The Battle of Neighborhoods in Italian Dishes!

An IBM Coursera Applied Data Science Capstone Project.

Sebastian Carmona A.
9 min readNov 30, 2020

--

Toronto is the capital city of the Canadian province of Ontario. With a recorded population of 2,731,571 in 2016, it is the most populous city in Canada and the fourth most populous city in North America. The city is the anchor of the Golden Horseshoe, an urban agglomeration of 9,245,438 people (as of 2016) surrounding the western end of Lake Ontario, while the Greater Toronto Area (GTA) proper had a 2016 population of 6,417,516. Toronto is an international center of business, finance, arts, and culture, and is recognized as one of the most multicultural and cosmopolitan cities in the world.
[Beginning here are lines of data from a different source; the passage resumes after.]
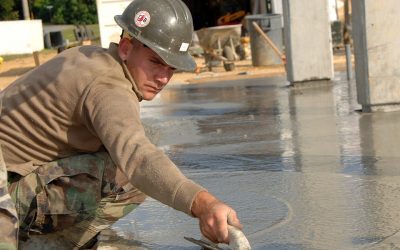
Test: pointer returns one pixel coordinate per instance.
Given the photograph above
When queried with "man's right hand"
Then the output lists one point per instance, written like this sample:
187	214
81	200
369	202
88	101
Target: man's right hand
214	217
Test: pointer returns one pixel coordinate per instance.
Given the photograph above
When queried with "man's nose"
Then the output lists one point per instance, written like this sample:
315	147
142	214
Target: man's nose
163	77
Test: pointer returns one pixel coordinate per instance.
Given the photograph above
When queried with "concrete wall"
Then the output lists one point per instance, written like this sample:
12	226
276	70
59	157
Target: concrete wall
21	37
106	10
376	43
308	40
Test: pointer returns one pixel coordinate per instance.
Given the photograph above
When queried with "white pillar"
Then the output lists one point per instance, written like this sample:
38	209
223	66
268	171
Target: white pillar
376	42
308	40
277	6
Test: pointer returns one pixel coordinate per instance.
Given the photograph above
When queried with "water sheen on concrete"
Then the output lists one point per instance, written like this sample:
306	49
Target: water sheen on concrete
302	167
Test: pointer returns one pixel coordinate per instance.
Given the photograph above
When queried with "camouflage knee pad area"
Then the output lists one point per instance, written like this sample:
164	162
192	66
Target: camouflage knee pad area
8	215
75	195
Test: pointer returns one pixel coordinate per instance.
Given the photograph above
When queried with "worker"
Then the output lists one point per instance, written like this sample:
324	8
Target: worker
74	148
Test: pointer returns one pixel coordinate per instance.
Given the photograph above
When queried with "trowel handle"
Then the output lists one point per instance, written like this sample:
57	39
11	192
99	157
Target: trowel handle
237	239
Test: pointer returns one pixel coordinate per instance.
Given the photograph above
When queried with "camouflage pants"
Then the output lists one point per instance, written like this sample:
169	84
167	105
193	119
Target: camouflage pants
8	215
77	196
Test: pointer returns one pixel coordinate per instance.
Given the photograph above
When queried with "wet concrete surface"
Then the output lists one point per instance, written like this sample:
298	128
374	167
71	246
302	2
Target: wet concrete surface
301	165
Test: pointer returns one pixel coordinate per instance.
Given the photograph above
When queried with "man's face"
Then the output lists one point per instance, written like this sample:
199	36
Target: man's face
150	73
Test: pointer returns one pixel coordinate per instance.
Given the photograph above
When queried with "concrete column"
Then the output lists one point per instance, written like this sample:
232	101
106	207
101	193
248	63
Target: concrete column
308	42
277	6
376	44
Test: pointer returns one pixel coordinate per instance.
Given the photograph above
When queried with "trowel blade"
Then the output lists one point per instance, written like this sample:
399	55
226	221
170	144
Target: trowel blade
204	244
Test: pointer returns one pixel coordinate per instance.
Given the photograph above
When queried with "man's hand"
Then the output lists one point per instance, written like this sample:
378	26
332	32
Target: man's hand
214	217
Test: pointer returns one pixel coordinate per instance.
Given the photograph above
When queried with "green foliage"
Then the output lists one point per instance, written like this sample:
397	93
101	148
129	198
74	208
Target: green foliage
66	11
7	10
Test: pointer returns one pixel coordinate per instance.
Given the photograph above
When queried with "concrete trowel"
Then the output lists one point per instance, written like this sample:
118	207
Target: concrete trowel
237	241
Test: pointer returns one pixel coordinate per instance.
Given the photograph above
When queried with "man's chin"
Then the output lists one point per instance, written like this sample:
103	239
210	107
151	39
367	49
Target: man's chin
149	96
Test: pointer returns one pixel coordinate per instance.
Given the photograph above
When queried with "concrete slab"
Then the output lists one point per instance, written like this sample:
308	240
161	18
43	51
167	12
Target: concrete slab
302	167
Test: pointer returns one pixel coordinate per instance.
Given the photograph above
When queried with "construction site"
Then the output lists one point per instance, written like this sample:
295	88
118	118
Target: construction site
291	117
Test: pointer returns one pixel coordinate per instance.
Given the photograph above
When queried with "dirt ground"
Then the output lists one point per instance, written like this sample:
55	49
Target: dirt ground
10	70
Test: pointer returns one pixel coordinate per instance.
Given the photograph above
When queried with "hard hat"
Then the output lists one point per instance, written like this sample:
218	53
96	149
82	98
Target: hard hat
165	26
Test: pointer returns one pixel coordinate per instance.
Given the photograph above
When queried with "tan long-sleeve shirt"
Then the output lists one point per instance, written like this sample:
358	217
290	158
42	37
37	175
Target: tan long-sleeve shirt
79	101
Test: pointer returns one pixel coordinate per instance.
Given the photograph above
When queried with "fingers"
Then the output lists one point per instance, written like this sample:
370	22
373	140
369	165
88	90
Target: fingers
233	220
215	227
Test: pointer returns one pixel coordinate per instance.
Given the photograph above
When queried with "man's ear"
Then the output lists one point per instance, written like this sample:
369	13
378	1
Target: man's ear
124	48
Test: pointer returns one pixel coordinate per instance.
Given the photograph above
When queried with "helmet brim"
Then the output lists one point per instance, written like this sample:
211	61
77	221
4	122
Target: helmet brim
182	61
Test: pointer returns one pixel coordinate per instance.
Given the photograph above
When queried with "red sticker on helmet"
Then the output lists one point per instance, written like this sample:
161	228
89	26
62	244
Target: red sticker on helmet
142	18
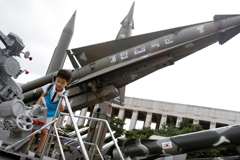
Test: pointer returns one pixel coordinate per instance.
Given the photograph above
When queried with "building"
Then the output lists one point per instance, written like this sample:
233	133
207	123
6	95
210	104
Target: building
138	112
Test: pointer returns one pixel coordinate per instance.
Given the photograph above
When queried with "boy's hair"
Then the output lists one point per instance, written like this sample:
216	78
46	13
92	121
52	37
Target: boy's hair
65	74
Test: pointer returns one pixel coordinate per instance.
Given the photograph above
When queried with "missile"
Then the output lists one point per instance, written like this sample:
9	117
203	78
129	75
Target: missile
179	144
59	54
126	60
127	25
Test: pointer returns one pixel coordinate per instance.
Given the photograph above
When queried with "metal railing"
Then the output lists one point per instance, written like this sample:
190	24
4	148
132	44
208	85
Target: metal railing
79	138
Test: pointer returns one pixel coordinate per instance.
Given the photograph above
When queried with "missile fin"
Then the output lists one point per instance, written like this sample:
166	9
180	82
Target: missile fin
228	34
92	53
221	17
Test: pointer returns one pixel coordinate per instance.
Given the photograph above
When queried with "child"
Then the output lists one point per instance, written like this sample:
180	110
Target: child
52	100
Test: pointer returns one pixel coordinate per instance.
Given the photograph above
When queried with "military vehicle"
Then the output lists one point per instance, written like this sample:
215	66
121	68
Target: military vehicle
100	75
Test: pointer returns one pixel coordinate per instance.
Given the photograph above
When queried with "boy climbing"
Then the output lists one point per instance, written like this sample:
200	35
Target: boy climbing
51	94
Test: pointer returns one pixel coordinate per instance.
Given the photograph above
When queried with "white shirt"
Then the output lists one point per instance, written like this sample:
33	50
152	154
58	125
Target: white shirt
45	87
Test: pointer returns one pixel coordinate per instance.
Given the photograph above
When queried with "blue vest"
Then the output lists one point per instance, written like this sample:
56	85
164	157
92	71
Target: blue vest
52	106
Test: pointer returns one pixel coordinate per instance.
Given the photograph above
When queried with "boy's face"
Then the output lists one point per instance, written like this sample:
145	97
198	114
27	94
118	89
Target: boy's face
60	84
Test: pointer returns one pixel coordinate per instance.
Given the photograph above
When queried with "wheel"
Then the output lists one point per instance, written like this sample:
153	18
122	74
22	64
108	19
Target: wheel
24	122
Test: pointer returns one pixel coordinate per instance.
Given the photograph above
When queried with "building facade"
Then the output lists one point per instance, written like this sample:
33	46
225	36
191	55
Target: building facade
137	113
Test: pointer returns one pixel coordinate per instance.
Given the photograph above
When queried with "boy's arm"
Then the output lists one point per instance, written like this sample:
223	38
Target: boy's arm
62	108
40	98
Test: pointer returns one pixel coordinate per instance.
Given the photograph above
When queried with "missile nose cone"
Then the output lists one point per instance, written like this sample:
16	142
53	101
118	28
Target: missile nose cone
71	22
130	13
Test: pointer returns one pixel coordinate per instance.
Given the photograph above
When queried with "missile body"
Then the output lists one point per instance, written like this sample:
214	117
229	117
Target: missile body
175	145
132	58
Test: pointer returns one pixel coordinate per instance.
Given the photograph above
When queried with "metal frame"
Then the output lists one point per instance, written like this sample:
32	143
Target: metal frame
54	129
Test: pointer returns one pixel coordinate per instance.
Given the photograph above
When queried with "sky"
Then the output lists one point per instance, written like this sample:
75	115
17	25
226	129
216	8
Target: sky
208	78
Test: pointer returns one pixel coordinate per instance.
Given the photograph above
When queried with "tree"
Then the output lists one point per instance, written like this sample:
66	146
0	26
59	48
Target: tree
117	124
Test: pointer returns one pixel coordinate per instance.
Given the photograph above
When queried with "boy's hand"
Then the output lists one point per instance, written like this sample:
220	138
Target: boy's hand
59	95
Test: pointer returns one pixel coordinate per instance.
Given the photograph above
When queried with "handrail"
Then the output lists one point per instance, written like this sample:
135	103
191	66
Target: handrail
108	126
54	128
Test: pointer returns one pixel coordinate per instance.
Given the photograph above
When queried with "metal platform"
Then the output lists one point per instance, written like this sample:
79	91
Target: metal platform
8	155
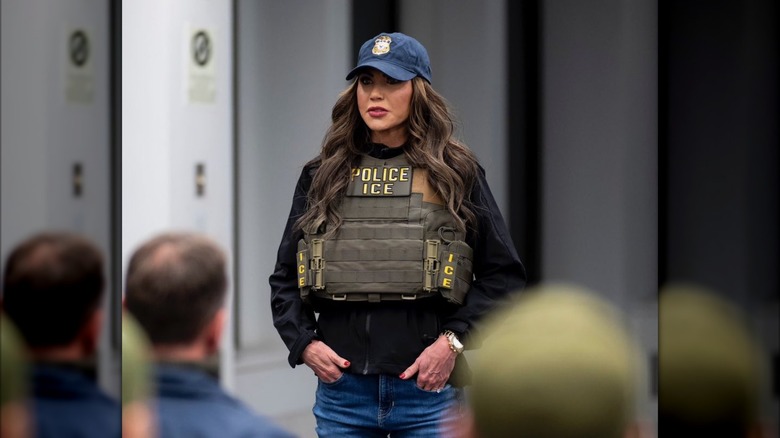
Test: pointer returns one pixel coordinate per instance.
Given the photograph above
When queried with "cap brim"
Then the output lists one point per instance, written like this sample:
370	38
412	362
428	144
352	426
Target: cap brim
392	70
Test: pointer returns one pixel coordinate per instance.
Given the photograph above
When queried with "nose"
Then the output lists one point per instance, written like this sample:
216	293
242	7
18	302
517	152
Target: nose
377	93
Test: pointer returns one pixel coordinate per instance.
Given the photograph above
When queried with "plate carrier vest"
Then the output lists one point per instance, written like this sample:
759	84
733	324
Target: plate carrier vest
397	241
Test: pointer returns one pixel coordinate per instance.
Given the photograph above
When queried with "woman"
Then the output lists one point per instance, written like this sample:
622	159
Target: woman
394	238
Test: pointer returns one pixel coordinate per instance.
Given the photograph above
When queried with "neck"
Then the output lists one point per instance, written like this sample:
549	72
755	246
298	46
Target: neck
392	138
181	353
66	353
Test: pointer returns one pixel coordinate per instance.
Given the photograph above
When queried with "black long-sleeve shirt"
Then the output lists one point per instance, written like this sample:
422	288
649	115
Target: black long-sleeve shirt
387	337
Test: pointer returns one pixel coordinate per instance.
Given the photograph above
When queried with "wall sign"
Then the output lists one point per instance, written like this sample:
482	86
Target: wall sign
202	81
80	75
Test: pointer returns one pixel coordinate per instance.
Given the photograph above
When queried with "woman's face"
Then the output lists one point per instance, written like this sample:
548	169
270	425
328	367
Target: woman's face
384	104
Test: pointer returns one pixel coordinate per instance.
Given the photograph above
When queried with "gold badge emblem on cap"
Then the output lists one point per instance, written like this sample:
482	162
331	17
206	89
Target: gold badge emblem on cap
381	45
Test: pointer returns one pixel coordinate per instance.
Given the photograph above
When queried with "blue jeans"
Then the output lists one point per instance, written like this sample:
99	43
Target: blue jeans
377	405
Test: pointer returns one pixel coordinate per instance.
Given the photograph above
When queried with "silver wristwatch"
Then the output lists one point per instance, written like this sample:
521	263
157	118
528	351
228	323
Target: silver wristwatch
455	344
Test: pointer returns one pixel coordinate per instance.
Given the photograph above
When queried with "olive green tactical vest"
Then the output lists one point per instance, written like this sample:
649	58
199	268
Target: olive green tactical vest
397	241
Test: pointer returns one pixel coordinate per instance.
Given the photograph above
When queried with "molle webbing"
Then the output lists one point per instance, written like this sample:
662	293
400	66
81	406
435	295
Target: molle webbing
389	247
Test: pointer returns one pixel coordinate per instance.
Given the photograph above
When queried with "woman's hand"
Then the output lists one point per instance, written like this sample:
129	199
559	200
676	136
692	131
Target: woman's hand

According to the United Nations Development Program, Toronto has the second-highest percentage of constant foreign-born population among world cities, after Miami, Florida.

According to Thrillist, Food is a big deal in Toronto. Not only do we need it to live, but they’ve come into a foodie destination. New restaurants are constantly opening, and chefs continue to push culinary boundaries to come up with new and innovative ideas. It’s a bit dizzying just how MUCH good stuff there is to eat here. But don’t be daunted.

In this project I analyzed all the Italian Restaurants currently present in Toronto, and checked the top Italian Restaurants to give a full analysis.

Business Problem

This project checked all the Italian Restaurants that are in Toronto. It analyzed the data of Toronto’s postal codes and saw where are the greatest number of Italian Restaurants. the major purpose of this project, was to suggest and visualize what does the best Italian restaurants have and where are they located for future Italian restaurants.

Target Audience

The people who will benefit for this project are future chefs and business persons who will like to set up a new Italian restaurant in Toronto, knowing where will be the best point of location in Toronto, where is the best place to set up this new restaurant. Also, to know the highest competitors and what does people expect and like from them.

Logo found at https://es.foursquare.com/

This project used the Four-Square API as its prime data gathering source as it has a database of millions of places, especially their places API which provides the ability to perform location search, location sharing and details about the restaurants that I needed. Using Foursquare API credentials, I mined the different Italian restaurants around Toronto, and I searched the top 5, and saw the different attributes of each one of them.

Libraries Used to Developed the Project

  • Pandas: For creating and manipulating data frames.
  • Folium: Python visualization library would be used to visualize the neighborhoods cluster distribution of using interactive leaflet map.
  • Scikit-Learn: For importing k-means clustering.
  • JSON: Library to handle JSON files. •
  • XML: To separate data from presentation and XML stores data in plain text format.
  • Geocoder: To retrieve Location Data.
  • Matplotlib: Python Plotting Module.

Data Description

Toronto Postal Codes data Link:

This is a list of postal codes in Canada where the first letter is M. Postal codes beginning with M are located within the city of Toronto in the province of Ontario. Only the first three characters are listed, corresponding to the Forward Sortation Area. This table consist of “Postal Code”, “Borough” and “Neighborhood”

Latitude and Longitude:

https://cocl.us/Geospatial_data

I wrangled and cleaned the data, leaving them useful for the project, erasing any “Not Assigned” in the Borough column, also if there is any “Not Assigned” value in the Neighborhood column I copied the same of the Borough column. Also, if there is a same postal code and borough for different neighborhoods, I grouped them in to a single row.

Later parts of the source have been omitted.